With no electricity and cell phone service, no way to communicate with the outside world, and no mode of transport to leave the tiny island located island six miles from the coast of Puerto Rico, the days and weeks following the storm were a nightmare she said. No food, no ferry service, no planes, and no way to communicate with the world. Those were really dark and scary days according to Elba.

All the streets were flooded. Mounds of sand were left when the water receded. Uprooted trees and remnants of whatever the hurricane’s winds brought were strewn everywhere. Most of her neighbors lost everything, cars, homes, small businesses. Some are living with friends but mostly they are all leaving to Florida, Connecticut , and other states.

In the middle of sharing the story, Elba, the Executive Director of Vieques En Rescate, a non profit community organization that helps residents with cancer, cried and cried. For Elba there has been no time to mourn. She cries in spurts she says. She feels a huge urgency to care for cancer patients that her organization helps and who are in more need than she is–the 30-year old mother of two babies with breast cancer and the more than fifty other clients that needed desperate chemo treatment. An angel donor gave the foundation a working phone, the mayor lent them a temporary car for a few weeks and they were able to get emergency space in the ferry to get some desperate clients medical treatment on the big island during the first month of the storm.

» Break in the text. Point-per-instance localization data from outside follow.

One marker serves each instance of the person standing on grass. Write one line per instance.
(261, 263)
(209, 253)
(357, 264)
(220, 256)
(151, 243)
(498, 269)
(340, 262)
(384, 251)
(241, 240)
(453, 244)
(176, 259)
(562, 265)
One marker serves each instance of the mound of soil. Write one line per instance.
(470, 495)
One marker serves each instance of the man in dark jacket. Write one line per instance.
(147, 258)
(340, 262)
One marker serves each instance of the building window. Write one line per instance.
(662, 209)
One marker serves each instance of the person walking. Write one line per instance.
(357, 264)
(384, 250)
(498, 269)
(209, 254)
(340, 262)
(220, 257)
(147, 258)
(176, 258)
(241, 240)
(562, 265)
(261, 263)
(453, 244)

The only hospital on the island was totaled and in any event, they don’t provide chemo services.

Vieques is a cautionary tale when colonialism, capitalism, and climate change collide.

Five years ago she and a group of women started Vieques En Rescate after years of being played by the American Cancer Society. She said they were part of the local chapter of the American Cancer Society. Every year the big guns arrived to Vieques and hosted fabulous fundraisers. Then, they took the funds they raised to the US. When Vieques cancer patients needed to access the funds, it was very difficult if at all. Sick of being used, a group decided to sever ties and start a local association and do their own fundraisers. The organization provides ancillary services to the men and mostl  women who are undergoing chemo treatment.  It also offers nutritional supplements, sometimes food, help with medicines. But mostly she says, “we give them love.”

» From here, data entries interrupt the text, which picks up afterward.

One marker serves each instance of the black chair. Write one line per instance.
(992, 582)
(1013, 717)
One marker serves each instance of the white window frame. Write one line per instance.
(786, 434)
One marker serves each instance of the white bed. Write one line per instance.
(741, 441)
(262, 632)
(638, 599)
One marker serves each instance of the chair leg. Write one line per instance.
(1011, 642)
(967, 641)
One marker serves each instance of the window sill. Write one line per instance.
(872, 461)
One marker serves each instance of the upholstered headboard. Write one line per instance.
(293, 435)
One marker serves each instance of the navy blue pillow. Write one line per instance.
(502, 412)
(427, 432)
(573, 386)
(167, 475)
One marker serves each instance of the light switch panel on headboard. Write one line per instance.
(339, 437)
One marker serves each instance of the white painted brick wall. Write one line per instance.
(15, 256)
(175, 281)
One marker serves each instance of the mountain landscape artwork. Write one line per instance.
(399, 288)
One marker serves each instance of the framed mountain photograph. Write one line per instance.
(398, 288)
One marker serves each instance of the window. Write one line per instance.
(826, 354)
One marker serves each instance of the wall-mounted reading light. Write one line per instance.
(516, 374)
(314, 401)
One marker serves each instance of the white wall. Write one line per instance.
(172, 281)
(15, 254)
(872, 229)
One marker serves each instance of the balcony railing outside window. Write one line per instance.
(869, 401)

These are the three women who power up Vieques En Rescate:

The women of Vieques En Rescate

Cancer is a huge problem on the island that the US Navy occupied and used as a bombing range and testing ground for over sixty years ending in 2003. Though Elba doesn’t have the hard data that links the decades of live bombing and munition testing by the US Navy to the isle’s high cancer rates, she certainly has the people who are sick with breast and other cancers, and with pulmonary diseases and asthma, and diabetes. The humans she cares for she says are evidence enough for a link.

In 1941, the US Navy squeezed families into the middle of the island, robbing them of their precious coastlines, and then proceeded to practice live bombing as children went to school, fishermen went to sea, women went to church. Sometimes the US Navy invited other countries such as France, to live bomb and train in Vieques. Years of local protests and with the help from the main island and pressure from the Puerto Rican Diaspora and their allies finally pushed out the Navy in 2003. Then the W and other high end hotels moved in but didn’t really employ the mostly black residents. Viequenses can’t catch a break.

There are dangerous remnants of toxic chemicals in the environment–large chunks of the island and surrounding waters are an EPA Superfund Site, and listed on the National Priority Cleanup List. Residents are waiting for the clean up to begin and also, reparations for their suffering.

The island is hobbled by inconsistent ferry service which is why residents say they feel like prisoners in their own home.

In fact, when we visited the island we got a taste of the chaos. The ferry was scheduled to depart at 4:30 pm but left at 3 pm with a few passengers who happened to be there. When asked port officials said the captain felt like leaving. We left at 9:30 pm after being attacked by huge mosquitoes. After the storms left came the insect infestation and we had donated a dozen bottles of natural bug spray to islanders thinking we would be back to my home on the mainland.

“We are  prisoners on this island. We have no other mode of transport. A six minute plane to Ceia is $45 but locals can’t afford that. We are at the mercy of the local Port Authority. There is no set schedule. There is no respect. We feel forgotten and its not just now. All the administrations of the mainland have had Vieques as an afterthought, if that. They don’t know or care about our necessities.”

“I heard that there is a group of women from Loiza who are planning a class action lawsuit for human rights violations. We want to join them. Our basic human rights are being abused and this has got to stop.”